Etablir des situations en repartant de zéro: Andrea Schläfli cherche avec les employés de l’ASD des techniques individuelles pour établir une «situation zéro» avant chaque nouvelle intervention, c’est-à-dire une attitude de base neutre. «Si, par exemple, une collaboratrice est encore stressée par sa dernière intervention, cela nuit au travail relationnel qui, selon les études, constitue la majeure partie d’une interaction», explique-t-elle.

Se faire confiance: «Malgré leurs grandes compétences, les ASSC et les auxiliaires de santé de l’ASD manquent souvent de confiance en eux», rapporte Andrea Schläfli. «C’est pourquoi je m’entraîne avec eux à mettre des mots sur leurs précieuses observations concernant leurs clientes et clients lors d’entretiens avec les membres de l’équipe, les clientes et clients eux-mêmes ou encore les médecins de famille, en toute confiance.»

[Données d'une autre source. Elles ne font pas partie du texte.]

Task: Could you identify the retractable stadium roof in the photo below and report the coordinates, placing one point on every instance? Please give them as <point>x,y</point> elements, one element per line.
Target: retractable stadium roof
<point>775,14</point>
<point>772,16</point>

Miser sur l’autoréflexion et le prendre soin de soi: «En s’entraînant à l’autoréflexion, les employés de l’ASD reconnaissent lequel de leurs modèles de communication conduit souvent à des conflits professionnels», explique Andrea Schläfli. La réflexion sur les attentes en matière de rôle est également importante. «Souvent, les employés de l’ASD essaient de correspondre à plusieurs modèles idéaux et s’oublient eux-mêmes. Or, pour une communication et des interactions réussies, leur souci de soi est central.»